Russel Ward, Manning Clark and Stephen Murray-Smith have all felt the impact of the security file on their academic career. Menzies' order in 1952 that all Commonwealth Literary Fund applicants be vetted for political conformity gave ASIO "a real power to penalise left wing writers".

Labelling any progressive or radical nationalist as Communist enabled Security to monitor all who engaged in "free thought and intellectual dissent" which Security regarded as "the thin edge of the Communist wedge".

Whether Communist or liberal, all the talented and politically radical women novelists of the '30s, '40s and '50s — Katherine Susannah Prichard, Jean Devanny, Miles Franklin, Eleanor Dark, Dymphna Cusack, Kylie Tennant and others — were spied on.

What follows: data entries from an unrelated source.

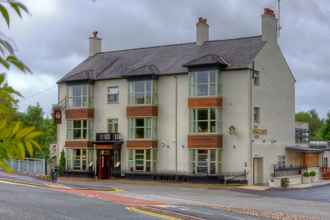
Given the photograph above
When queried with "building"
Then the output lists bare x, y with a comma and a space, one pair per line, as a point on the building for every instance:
206, 108
302, 133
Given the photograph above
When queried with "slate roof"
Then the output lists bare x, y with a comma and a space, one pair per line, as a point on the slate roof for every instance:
168, 59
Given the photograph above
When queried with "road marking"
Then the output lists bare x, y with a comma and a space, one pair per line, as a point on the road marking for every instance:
152, 214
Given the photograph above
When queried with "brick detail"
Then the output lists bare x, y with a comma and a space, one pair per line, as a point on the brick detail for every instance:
205, 102
137, 144
142, 111
205, 141
78, 144
80, 113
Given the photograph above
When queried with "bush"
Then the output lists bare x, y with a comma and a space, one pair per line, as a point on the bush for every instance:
312, 173
285, 182
62, 164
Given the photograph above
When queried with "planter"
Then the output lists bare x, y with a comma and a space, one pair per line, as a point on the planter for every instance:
306, 180
314, 179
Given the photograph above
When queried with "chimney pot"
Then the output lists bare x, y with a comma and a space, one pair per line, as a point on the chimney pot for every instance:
202, 31
95, 44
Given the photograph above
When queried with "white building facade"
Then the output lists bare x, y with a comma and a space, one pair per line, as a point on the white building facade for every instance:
204, 109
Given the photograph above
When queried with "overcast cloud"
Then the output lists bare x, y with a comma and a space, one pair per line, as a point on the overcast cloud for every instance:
55, 38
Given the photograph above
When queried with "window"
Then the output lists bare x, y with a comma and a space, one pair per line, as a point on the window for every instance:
256, 78
113, 95
204, 83
79, 95
79, 129
205, 161
256, 114
113, 125
142, 128
143, 160
204, 120
78, 159
143, 92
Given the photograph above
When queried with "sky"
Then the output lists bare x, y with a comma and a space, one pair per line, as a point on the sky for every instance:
54, 38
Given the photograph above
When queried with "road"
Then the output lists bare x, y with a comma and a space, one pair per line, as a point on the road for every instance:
25, 203
20, 202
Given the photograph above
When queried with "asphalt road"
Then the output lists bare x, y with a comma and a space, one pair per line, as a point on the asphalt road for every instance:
25, 203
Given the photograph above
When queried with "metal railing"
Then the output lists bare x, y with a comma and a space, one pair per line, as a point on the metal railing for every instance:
29, 166
107, 137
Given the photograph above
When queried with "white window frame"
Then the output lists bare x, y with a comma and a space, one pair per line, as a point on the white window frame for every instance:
70, 129
152, 160
150, 128
194, 84
113, 125
113, 95
194, 120
84, 98
149, 96
217, 163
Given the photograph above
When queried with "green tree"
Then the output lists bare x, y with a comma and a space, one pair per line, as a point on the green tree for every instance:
15, 139
314, 121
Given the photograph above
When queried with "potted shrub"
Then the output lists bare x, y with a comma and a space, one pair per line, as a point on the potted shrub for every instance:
306, 178
285, 182
313, 176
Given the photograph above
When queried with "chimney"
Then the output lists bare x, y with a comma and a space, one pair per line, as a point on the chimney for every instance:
202, 31
95, 44
269, 26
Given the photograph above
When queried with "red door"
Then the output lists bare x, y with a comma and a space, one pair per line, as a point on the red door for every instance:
104, 167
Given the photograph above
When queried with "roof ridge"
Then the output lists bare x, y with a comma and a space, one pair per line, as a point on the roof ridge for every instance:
176, 44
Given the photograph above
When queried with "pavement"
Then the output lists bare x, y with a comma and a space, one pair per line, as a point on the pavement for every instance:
175, 201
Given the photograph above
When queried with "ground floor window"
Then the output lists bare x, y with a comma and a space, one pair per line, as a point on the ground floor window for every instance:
142, 160
205, 161
78, 159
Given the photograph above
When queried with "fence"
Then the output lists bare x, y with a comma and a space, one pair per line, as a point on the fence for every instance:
29, 166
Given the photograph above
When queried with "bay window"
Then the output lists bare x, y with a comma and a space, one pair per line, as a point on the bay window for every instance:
142, 160
80, 96
143, 92
205, 83
142, 128
78, 159
205, 120
205, 161
79, 129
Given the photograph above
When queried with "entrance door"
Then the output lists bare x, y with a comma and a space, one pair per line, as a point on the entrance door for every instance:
258, 171
104, 164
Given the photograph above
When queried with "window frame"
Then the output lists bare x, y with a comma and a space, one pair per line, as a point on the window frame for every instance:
194, 121
149, 93
194, 84
115, 96
114, 123
149, 128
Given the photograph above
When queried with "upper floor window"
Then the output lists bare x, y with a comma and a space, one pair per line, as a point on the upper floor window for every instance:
256, 78
256, 115
204, 120
142, 92
142, 128
113, 95
113, 125
79, 129
204, 83
80, 95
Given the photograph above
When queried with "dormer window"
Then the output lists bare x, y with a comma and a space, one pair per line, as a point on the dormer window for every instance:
143, 92
204, 83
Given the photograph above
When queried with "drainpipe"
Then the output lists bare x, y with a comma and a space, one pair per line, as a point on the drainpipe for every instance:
250, 121
176, 125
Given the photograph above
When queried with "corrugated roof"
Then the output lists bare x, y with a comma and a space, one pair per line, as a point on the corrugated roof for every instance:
168, 59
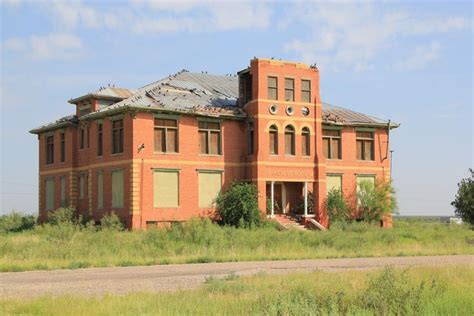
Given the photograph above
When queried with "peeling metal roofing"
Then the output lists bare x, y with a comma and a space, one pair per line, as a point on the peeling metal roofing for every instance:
109, 92
61, 122
199, 94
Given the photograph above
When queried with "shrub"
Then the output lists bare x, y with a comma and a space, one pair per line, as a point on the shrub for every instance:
238, 206
111, 222
63, 216
376, 201
464, 200
336, 206
15, 222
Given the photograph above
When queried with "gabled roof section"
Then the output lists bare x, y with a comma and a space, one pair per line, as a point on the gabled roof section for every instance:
185, 92
62, 122
337, 115
111, 93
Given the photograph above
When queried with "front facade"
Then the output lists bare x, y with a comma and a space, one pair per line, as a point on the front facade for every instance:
162, 153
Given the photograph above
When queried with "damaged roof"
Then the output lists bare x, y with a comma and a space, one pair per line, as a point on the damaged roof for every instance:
111, 93
200, 94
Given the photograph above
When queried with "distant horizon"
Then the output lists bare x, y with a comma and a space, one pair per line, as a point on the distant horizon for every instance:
408, 62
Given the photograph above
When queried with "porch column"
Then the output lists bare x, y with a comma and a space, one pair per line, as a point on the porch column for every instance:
272, 190
305, 198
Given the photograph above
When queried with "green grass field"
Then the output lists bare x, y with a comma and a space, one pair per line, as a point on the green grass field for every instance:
56, 247
420, 291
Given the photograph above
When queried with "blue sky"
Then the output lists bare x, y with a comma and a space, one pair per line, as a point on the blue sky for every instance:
406, 61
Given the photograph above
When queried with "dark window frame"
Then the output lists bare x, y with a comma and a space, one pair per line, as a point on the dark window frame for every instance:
272, 89
365, 140
49, 144
290, 90
330, 138
164, 128
305, 92
203, 127
117, 136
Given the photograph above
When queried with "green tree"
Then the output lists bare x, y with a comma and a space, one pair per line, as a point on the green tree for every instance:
337, 207
238, 206
464, 200
376, 201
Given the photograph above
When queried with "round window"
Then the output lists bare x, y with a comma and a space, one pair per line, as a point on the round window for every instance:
305, 111
273, 108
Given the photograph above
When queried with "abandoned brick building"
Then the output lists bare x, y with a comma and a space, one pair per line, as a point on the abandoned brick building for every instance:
162, 153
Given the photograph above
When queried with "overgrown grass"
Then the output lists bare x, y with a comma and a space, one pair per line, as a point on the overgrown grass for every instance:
421, 291
57, 247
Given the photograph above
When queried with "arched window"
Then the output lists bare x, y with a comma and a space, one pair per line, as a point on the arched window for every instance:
289, 140
305, 142
273, 143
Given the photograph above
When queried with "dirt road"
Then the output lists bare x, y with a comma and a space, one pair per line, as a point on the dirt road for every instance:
98, 281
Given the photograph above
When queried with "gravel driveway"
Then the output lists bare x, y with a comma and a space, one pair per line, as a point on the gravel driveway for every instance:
99, 281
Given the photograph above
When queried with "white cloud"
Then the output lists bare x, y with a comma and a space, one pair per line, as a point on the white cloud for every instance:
420, 57
50, 46
350, 35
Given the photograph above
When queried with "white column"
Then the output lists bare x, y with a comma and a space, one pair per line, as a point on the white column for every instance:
305, 198
272, 190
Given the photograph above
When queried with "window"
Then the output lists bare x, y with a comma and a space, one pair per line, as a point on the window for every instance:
251, 136
62, 147
82, 138
49, 202
49, 149
62, 183
365, 145
333, 182
305, 90
332, 144
117, 188
210, 183
289, 140
209, 138
272, 91
100, 139
100, 189
166, 135
305, 142
117, 136
82, 186
289, 89
166, 188
273, 140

The "elastic, sweeping classification of Communist", however, could result in some strange catches from the intellectual sea. Professor of law (and later governor-general) Zelman Cowen briefly earned a dossier but was later thrown back as an undersized radical and thinker.

Nevertheless, the haul was sizeable. As well as any writer with an ounce of social compassion, academics were targeted. In the late '40s and early '50s, Sydney Uni had 17 academics on file, the ANU 16 and Melbourne Uni 63. By the time of ASIO's creation in 1949 there were on file some 200,000 individuals of all occupations or none.

There were, however, limits to Security's power — its "actual influence failed to match its ambitions". The number of dossiers gave "an indication of what Security might have done had it had the chance", as during the banning of the CPA in 1940-1942 and 1951, and during the 1954-55 Royal Commission on Espionage (Australia's McCarthy trials), when to appear was to be guilty in a Cold War "climate of fear and suspicion".

But in "normal" times, Security was, says Capp, something of a paradox — "both influential and impotent, awesome and ludicrous". It could intimidate (shining car headlights into Dorothy Hewett's house at night) or perform low farce (the fixation on the historian and "freelance subversive" Brian Fiztpatrick's mysteriously disappearing brown zipper case).

Capp wisely chooses neither "to minimalise nor to exaggerate" the influence of Security. We can laugh with her at "file envy" — the depression of activists at not having a file. We can also avoid what might be termed file fetishism — looking in the wrong place for the major mechanisms of social control and repression. But she doesn't downplay the "real and disturbing effects" the Security file did have on many individuals' lives.

Capp's approach is somewhat oblique, treating surveillance as a "literary genre" and bureaucratic dossiers as "a form of biography", analysing the "short-story form of the Memorandum". This may not be the most relevant way of understanding the political police, but it does confirm their mentality. They suffer from a total inability to understand the material roots of radical protest, looking for a conspiratorial mastermind. They assume that broad coalitions are merely "a cynical and deceptive recruitment exercise". Their snooping subverts the democracy they claim to be defending.

Pitt-Rivers, one of Australia's earliest spies, regarded radicals as "lunatics", since only lunatics would want to "challenge the class structure". Watch out ASIO, because, Mama, we're all crazy now.